Il ne fallut pas longtemps pour que la main du Tout-Puissant se révèle aux yeux de tous: ceux qui avaient procédé au labourage et aux semailles en temps normal ne récoltèrent que de maigres et rares épis. Tandis que nos champs, plantés de semences à moitié pourries, et bien après le temps prévu, étaient recouverts de pousses de blé, plus belles, abondantes et vigoureuses que de coutume.
Le récit du "miracle de Komemiyout" se répandit rapidement. Des agriculteurs de toute la région se déplacèrent eux-mêmes pour voir de leurs yeux ce qu'ils n'arrivaient pas à croire.

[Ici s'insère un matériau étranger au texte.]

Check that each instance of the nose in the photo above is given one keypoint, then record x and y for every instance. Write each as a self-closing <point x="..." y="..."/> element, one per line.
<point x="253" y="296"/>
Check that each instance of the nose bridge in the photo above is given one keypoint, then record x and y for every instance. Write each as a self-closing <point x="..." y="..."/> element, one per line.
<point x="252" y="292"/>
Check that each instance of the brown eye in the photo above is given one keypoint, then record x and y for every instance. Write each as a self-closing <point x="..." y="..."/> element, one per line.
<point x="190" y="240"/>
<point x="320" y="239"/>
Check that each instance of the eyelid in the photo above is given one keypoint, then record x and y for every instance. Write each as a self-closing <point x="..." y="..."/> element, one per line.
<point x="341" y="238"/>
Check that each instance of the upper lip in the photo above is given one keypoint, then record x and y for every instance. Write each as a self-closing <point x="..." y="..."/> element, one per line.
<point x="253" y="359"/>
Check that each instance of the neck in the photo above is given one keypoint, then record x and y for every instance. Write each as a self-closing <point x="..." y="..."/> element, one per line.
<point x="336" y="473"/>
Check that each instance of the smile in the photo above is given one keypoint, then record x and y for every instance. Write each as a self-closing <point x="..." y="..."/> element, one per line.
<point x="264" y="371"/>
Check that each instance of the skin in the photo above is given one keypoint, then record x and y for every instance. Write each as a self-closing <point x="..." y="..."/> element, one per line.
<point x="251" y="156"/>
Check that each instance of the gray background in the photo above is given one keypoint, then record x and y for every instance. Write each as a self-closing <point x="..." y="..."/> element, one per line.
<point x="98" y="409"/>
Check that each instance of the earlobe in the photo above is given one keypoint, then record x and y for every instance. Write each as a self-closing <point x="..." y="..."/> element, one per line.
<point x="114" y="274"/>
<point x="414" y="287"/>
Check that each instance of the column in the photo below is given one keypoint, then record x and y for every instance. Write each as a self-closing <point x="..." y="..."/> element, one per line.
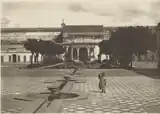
<point x="71" y="53"/>
<point x="78" y="53"/>
<point x="158" y="48"/>
<point x="66" y="49"/>
<point x="88" y="51"/>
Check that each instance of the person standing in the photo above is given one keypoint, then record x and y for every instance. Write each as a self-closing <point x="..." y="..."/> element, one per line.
<point x="102" y="82"/>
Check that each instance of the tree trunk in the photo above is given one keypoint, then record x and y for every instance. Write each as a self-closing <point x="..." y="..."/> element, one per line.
<point x="37" y="55"/>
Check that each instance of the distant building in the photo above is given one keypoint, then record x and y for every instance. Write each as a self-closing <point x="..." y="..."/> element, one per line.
<point x="80" y="41"/>
<point x="15" y="53"/>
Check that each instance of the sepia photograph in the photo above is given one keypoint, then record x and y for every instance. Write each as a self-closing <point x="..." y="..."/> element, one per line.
<point x="80" y="56"/>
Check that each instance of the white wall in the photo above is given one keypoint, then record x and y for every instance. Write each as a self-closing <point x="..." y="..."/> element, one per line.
<point x="5" y="57"/>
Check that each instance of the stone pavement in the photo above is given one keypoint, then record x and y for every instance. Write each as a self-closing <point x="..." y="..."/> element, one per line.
<point x="126" y="91"/>
<point x="123" y="94"/>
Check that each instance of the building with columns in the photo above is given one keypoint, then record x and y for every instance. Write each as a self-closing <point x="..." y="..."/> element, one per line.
<point x="81" y="41"/>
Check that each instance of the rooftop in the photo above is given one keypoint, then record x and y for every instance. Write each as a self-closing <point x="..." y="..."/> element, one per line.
<point x="83" y="28"/>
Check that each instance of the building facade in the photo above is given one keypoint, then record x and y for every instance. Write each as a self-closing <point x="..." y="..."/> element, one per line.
<point x="81" y="41"/>
<point x="16" y="53"/>
<point x="158" y="44"/>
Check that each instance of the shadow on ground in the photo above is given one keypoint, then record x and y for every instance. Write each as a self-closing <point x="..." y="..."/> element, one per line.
<point x="149" y="72"/>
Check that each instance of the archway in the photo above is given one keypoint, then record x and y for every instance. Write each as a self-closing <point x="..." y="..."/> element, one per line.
<point x="83" y="54"/>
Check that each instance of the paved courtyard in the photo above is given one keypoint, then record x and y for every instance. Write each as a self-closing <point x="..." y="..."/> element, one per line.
<point x="126" y="91"/>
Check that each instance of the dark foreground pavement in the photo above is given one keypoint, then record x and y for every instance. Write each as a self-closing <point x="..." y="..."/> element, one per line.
<point x="126" y="91"/>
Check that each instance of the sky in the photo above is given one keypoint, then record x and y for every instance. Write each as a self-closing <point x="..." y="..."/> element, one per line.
<point x="49" y="13"/>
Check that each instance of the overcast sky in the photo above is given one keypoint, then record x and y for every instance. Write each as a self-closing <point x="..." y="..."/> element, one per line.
<point x="49" y="13"/>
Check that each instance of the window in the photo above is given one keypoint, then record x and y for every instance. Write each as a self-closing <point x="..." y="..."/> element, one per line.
<point x="19" y="58"/>
<point x="10" y="58"/>
<point x="2" y="59"/>
<point x="24" y="58"/>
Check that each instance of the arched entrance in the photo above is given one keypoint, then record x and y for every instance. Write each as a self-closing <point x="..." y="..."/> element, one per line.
<point x="14" y="58"/>
<point x="83" y="54"/>
<point x="74" y="54"/>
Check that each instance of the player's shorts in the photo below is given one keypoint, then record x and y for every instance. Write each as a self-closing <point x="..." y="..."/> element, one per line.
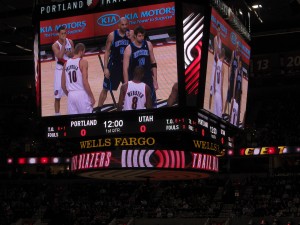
<point x="149" y="82"/>
<point x="212" y="78"/>
<point x="116" y="77"/>
<point x="230" y="89"/>
<point x="58" y="91"/>
<point x="218" y="108"/>
<point x="79" y="102"/>
<point x="234" y="114"/>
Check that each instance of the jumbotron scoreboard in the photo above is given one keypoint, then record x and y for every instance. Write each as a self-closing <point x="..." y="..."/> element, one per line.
<point x="182" y="137"/>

C'est alors que les habitants de Gat, le premier moment de surprise passé, se réveillèrent et réclamèrent, ni plus ni moins, qu'on leur paye la charrette de graines dont ils avaient été si heureux de se débarrasser!
De plus, ils décidèrent de porter leur réclamation devant un Beth Din, un tribunal rabbinique, sous l'autorité, ni plus ni moins, de Rav Mendelsohn. Il était clair qu'aucun autre tribunal n'aurait accepté une telle requête!
Toujours est-il que Rav Mendelsohn accepta leur plainte, la jugea très sérieusement et décida que nous devions payer. Il expliqua qu'à priori, ils nous les avaient données gratuitement, pensant que ces graines ne valaient rien mais que l'expérience avait prouvé qu'elles étaient excellentes! Nous étions abasourdis par cette décision mais nous nous exécutâmes scrupuleusement.
Toute cette histoire devint un grand "Kiddouch Hachem", une sanctification du Nom de D.ieu. Tous remarquèrent que c'était là la réalisation de la promesse divine: "Six années tu planteras... mais la septième année sera un Chabbat pour l'Eternel... Et si tu demandes: que mangerons-nous...? Je commanderai Ma bénédiction sur vous..." (Lévitique 25).
(Le village de Komemiyout est maintenant célèbre pour abriter une grande usine de Matsot Chmourot, pour Pessa'h).